Colorectal cancers (CRC) associated with the hereditary nonpolyposis colorectal cancer (HNPCC) syndrome display high-level microsatellite instability (MSI-H) as a consequence of mismatch repair deficiency. HNPCC-associated CRC frequently show features of a pronounced immune response, most likely resulting from the MSI-induced generation of novel tumor-specific carboxy-terminal frameshift peptides (FSPs). However, the role of FSP-specific immune surveillance mechanisms in HNPCC are unknown at present. The efficacy of tumor-infiltrating T cells isolated from MSI-H CRCs (n = 3) was examined by in vitro killing assays.

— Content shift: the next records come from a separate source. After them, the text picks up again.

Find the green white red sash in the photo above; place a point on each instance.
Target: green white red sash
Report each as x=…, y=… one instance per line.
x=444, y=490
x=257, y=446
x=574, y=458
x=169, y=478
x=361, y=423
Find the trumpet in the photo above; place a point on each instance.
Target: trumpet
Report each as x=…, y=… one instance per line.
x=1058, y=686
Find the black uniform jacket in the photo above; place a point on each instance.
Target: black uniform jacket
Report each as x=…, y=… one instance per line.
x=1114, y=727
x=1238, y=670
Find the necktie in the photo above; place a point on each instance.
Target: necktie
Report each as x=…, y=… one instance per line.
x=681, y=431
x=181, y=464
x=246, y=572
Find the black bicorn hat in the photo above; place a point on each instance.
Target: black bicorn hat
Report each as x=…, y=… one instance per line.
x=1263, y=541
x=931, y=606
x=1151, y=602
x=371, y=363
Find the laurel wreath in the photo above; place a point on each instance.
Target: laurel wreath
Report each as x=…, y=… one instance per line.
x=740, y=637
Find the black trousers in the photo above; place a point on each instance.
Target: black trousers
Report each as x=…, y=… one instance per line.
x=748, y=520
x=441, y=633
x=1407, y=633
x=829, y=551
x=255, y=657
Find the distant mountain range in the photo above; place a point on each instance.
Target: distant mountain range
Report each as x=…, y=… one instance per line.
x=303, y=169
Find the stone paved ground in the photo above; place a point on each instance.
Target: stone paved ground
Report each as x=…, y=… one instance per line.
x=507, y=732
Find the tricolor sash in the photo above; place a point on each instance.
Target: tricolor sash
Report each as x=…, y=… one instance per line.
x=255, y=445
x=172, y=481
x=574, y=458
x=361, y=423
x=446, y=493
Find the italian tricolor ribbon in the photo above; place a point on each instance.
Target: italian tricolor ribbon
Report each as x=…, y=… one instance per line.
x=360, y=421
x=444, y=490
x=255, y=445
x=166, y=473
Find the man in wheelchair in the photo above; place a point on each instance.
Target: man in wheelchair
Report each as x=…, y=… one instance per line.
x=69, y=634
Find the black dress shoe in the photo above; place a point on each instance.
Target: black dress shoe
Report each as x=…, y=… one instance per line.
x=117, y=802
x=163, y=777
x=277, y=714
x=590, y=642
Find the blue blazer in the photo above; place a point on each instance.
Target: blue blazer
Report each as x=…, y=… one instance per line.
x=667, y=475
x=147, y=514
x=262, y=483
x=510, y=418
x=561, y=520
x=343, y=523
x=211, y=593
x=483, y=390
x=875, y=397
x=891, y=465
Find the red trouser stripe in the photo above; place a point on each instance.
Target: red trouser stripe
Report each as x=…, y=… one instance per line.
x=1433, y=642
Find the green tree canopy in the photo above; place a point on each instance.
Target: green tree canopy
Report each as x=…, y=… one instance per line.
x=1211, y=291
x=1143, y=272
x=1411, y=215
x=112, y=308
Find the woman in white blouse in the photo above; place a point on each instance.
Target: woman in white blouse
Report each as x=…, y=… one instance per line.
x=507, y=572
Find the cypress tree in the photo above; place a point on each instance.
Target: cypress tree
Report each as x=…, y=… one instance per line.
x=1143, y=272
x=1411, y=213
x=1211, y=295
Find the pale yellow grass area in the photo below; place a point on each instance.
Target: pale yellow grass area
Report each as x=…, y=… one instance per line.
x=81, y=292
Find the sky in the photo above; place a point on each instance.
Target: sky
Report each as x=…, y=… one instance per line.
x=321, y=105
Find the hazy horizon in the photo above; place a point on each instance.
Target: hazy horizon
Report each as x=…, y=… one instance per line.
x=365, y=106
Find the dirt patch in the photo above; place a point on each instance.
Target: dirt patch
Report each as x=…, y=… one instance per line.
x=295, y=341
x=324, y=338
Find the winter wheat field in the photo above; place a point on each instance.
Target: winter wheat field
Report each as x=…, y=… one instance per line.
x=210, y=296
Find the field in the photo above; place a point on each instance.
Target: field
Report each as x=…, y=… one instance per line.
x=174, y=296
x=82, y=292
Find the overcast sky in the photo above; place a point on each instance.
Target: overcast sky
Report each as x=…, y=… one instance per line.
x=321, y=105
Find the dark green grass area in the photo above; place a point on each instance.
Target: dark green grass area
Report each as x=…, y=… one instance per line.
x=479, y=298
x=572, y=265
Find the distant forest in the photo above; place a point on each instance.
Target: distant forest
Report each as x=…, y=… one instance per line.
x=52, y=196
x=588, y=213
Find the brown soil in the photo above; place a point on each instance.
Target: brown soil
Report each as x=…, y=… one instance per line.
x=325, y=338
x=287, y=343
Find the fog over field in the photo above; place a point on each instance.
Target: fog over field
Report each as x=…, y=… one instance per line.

FSP-specific T-cell responses were measured by enzyme-linked immunospot in the peripheral blood from patients with MSI-H CRC (n = 32), healthy HNPCC mutation carriers (n = 16), patients with microsatellite stable (MSS) CRC (n = 17), and healthy donors (n = 22). Tumor-infiltrating T cells isolated from MSI-H CRCs specifically recognized MSI-induced FSPs and showed cytotoxic activity against MSI-H but not MSS CRC cells. FSP-specific T-cell responses were detected in the majority of peripheral blood samples from patients with MSI-H but not MSS CRC. Interestingly, FSP-specific T-cell reactivity was already detectable in the peripheral blood of healthy HNPCC family members with germline mutations but without history of tumor development. These data suggest that FSPs presented by DNA mismatch repair-deficient CRC cells are effectively recognized by the patient's immune system and may explain the characteristic clinicopathologic features of HNPCC-associated but also sporadic MSI-H CRCs. These observations are of high relevance for the development of FSP-based vaccination approaches, particularly for the preventive application in HNPCC mutation carriers.